To grant a permission, click the box next to the appropriate table/program area under the Read or Update column, and the box will become checked with a green background. To remove a permission, click the box again, and the check mark and green background will go away. There is no “Save” button for API permissions. Changes are saved immediately as you click the various boxes.
Default Database and Multi-Year Access
The Aeries API utilizes the AeriesNetConnections.config file to determine the database to which it should connect. The API can only be used to connect to the Default Database Group defined in this file. The API can be used to connect to a previous year database within the default Database Group if a parameter named DatabaseYear is included in the query string of the API request. If the DatabaseYear parameter is omitted or invalid, then the API will connect to the Default Year within the default Database Group. The DatabaseYear parameter should be in the format of “YYYY”, using the year at the start of the school year (e.g., “2017” for the 2017-2018 school year).
Aeries Software Elite Partners
Our Elite Partners are companies that have formal business relationships with Aeries Software that can involve co-marketing and sales campaigns as well as financial relationships. Our Elite Partners automatically have 3rd party product records on the API Security page. The Elite Partner status is indicated by a red message above the product name.

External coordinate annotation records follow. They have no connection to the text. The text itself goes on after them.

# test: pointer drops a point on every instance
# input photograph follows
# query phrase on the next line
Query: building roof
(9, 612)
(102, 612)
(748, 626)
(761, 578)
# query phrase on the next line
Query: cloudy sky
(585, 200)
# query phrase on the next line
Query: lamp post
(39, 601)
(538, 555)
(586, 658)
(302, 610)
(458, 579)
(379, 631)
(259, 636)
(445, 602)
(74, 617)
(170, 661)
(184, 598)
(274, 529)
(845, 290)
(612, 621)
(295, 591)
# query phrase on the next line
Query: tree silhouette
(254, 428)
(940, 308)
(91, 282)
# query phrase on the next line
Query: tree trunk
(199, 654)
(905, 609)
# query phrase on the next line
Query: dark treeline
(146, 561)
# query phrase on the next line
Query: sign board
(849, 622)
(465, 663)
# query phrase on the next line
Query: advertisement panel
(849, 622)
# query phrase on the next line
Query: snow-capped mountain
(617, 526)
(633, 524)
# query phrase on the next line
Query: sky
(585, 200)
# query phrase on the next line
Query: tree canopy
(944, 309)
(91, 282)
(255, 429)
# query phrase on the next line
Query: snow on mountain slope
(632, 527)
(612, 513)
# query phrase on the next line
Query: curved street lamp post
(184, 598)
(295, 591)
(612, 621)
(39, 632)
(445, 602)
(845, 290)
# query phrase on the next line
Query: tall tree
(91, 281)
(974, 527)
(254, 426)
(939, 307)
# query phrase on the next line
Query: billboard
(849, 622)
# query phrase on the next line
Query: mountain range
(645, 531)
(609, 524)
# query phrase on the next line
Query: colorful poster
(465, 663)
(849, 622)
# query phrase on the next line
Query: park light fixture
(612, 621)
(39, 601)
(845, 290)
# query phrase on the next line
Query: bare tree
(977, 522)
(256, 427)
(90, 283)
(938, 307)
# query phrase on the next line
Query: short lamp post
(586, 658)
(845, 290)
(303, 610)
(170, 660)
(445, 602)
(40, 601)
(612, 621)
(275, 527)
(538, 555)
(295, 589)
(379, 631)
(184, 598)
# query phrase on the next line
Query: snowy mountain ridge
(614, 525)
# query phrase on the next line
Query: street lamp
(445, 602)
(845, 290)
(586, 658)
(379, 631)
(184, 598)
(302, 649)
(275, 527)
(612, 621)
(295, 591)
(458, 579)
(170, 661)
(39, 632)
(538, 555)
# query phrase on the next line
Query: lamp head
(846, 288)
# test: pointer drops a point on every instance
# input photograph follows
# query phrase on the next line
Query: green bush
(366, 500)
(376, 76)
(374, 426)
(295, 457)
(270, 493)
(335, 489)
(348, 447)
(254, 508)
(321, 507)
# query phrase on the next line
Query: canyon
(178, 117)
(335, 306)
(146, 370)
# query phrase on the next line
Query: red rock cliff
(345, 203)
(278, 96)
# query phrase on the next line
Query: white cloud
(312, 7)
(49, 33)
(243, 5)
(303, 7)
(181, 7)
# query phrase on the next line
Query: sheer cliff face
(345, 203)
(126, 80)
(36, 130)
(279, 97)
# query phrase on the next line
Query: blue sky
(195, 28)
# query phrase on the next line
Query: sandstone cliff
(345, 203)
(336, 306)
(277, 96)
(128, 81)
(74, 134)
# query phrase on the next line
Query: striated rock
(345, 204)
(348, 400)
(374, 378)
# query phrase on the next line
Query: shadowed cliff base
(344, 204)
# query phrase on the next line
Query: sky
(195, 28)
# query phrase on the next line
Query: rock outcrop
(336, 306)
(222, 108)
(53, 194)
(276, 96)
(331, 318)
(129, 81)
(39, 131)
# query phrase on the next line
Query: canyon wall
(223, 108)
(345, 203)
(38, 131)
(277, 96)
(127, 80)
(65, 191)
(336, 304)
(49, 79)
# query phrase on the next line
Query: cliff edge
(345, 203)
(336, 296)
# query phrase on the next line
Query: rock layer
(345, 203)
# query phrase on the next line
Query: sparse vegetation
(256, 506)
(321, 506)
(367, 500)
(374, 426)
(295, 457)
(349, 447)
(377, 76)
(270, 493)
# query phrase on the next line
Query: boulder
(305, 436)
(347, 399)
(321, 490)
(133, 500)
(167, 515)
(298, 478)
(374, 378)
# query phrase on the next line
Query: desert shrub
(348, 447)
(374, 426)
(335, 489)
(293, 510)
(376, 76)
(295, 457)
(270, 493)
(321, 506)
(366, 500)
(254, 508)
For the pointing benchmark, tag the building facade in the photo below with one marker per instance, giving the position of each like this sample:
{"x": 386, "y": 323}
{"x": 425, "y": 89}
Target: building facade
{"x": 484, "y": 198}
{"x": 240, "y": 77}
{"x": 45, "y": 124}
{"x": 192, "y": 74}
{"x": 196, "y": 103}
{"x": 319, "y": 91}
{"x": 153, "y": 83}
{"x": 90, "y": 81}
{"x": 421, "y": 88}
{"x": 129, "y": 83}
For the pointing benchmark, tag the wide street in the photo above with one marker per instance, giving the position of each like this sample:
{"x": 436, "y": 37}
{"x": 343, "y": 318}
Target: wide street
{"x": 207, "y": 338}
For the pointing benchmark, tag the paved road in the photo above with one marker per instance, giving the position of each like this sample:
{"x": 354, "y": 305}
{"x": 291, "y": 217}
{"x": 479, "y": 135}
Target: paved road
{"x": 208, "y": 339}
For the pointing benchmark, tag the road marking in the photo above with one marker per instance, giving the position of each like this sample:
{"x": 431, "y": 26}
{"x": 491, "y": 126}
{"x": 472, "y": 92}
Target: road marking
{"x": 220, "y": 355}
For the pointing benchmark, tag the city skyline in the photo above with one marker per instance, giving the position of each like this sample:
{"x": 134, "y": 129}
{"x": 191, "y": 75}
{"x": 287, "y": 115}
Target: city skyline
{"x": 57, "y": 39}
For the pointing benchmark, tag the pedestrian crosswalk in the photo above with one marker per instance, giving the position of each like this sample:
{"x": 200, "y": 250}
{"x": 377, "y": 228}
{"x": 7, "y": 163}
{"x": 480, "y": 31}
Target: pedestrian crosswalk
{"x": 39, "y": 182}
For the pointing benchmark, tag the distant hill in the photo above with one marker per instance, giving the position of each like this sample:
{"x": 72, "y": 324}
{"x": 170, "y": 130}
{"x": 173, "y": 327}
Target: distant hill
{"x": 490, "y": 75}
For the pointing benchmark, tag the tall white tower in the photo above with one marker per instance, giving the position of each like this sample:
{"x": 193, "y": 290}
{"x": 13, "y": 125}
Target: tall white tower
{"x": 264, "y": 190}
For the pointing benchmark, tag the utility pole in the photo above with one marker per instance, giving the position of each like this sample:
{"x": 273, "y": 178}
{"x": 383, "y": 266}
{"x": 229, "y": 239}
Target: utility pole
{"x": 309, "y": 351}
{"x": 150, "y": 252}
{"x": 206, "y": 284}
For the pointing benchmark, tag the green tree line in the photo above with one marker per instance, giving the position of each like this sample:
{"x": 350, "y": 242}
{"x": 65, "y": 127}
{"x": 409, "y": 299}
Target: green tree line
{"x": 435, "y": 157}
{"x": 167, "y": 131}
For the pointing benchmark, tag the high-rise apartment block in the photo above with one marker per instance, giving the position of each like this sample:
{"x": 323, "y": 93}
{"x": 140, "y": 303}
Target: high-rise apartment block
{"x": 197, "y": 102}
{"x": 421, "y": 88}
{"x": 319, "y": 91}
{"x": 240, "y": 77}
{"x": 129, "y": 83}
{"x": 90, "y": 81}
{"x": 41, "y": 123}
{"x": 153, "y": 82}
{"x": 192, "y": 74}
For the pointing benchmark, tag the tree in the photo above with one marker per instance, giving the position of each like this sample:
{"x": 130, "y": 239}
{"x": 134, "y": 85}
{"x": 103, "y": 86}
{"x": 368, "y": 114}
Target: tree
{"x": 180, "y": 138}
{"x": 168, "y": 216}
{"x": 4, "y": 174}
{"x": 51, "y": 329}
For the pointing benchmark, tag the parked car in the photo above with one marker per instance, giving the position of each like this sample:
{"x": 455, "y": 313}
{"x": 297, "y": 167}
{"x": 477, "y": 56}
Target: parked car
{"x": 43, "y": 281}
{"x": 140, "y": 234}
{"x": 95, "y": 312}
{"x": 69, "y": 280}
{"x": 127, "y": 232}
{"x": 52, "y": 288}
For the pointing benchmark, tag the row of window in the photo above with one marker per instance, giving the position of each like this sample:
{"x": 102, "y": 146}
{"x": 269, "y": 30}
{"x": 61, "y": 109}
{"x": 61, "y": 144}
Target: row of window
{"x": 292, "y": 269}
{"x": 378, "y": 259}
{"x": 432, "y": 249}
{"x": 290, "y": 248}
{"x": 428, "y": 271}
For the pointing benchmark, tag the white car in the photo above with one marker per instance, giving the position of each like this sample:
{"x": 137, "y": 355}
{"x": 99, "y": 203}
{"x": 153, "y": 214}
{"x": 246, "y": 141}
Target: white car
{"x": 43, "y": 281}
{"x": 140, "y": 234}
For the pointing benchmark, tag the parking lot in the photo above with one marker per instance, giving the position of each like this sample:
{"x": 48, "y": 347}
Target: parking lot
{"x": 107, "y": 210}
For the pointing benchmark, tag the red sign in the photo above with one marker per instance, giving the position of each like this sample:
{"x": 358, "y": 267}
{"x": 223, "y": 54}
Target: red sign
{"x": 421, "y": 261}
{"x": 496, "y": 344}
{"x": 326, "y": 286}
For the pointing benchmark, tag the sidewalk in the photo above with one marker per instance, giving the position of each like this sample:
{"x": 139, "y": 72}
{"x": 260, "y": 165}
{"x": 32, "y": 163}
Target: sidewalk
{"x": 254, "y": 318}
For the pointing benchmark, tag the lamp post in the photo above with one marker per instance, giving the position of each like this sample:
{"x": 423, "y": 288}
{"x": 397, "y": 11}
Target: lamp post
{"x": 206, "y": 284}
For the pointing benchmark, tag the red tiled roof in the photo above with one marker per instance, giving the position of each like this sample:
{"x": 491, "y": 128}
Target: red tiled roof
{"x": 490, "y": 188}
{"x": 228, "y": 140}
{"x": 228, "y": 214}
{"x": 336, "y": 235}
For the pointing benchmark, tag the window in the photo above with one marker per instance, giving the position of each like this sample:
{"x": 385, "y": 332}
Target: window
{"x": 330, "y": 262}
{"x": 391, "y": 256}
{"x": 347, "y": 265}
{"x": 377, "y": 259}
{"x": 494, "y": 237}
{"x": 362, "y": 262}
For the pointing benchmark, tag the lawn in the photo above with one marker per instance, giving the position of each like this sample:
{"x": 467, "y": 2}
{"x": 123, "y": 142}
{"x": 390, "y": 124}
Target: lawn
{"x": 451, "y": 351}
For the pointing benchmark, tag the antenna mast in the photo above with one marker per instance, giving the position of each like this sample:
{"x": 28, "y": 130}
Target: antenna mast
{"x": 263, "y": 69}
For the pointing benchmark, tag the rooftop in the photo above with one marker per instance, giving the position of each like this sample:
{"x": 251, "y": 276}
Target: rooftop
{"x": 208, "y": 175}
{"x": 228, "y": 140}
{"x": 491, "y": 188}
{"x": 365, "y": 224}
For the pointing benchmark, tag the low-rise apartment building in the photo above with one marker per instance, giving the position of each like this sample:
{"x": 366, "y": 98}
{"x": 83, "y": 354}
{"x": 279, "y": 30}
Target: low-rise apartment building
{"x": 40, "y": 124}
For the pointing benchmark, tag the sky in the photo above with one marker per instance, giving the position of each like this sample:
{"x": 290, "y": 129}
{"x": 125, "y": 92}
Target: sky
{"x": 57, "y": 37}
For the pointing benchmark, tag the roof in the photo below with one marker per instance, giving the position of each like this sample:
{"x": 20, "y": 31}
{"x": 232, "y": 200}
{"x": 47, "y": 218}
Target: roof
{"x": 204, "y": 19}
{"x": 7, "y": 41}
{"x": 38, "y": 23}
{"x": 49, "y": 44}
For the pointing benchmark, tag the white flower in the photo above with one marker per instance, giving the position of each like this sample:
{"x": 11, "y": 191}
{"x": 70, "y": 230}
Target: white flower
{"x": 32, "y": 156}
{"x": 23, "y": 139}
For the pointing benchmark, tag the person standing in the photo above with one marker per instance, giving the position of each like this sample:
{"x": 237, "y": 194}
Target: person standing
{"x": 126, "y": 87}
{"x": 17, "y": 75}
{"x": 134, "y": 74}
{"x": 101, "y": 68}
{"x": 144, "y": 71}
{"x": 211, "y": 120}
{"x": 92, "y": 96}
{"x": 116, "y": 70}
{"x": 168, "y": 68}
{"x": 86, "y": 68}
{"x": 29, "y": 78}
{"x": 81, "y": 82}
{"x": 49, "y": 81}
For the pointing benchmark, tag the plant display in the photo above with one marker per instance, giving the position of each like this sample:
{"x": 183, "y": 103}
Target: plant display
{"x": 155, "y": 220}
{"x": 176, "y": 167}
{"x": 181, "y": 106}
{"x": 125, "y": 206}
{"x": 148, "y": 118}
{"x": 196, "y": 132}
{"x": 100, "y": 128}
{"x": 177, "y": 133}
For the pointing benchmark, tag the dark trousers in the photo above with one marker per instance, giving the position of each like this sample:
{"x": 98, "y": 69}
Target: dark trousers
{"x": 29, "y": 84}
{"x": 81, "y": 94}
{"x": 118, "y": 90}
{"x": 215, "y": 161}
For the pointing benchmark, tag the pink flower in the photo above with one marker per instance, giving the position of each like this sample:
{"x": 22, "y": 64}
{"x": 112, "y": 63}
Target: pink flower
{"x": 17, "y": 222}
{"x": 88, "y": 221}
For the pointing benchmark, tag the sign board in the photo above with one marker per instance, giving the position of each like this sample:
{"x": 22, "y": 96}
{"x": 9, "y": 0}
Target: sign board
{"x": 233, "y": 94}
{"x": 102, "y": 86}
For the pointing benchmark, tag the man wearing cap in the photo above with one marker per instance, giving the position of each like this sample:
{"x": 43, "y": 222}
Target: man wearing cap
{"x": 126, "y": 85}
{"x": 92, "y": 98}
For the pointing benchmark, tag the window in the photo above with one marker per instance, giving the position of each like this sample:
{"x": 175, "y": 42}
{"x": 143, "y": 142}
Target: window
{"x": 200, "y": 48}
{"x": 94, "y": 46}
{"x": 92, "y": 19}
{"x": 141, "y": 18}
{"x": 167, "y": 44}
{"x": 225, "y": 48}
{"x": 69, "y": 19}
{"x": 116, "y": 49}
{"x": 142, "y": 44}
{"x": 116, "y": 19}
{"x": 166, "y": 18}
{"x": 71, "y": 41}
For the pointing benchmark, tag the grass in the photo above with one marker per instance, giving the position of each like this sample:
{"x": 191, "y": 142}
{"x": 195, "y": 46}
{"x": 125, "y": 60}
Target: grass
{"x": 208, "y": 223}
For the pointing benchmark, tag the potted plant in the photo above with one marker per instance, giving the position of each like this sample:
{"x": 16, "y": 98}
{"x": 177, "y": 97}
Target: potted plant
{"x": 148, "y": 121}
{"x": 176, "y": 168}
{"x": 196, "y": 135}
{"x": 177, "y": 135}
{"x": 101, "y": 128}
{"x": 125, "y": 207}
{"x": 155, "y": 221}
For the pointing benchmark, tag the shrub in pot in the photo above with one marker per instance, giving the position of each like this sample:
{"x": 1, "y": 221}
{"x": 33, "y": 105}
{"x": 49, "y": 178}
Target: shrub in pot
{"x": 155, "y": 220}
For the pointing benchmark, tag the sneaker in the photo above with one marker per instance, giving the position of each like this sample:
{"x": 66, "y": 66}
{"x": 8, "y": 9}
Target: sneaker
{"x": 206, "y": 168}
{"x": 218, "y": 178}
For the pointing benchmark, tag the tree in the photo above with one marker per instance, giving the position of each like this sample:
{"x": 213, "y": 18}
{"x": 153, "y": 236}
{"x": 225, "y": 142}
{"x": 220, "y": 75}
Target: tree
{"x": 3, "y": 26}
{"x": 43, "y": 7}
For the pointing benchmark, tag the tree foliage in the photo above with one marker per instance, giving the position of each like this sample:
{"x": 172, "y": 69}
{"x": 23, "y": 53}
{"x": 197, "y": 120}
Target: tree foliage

These records cannot be deleted. Some Elite Partners may have Certificates that are not visible to the customer, while others may be visible. If the Certificate is not visible, then it is only necessary to grant the permissions in order for that Elite Partner to access the API. If the Certificate is visible, then it must be provided to the Elite Partner. The situation may vary depending on the Elite Partner.
Note: If no permissions are granted, then the Elite Partner will not be able to access your Aeries data via the API. Aeries Software and our Elite Partners respect the security and privacy of our customers’ data.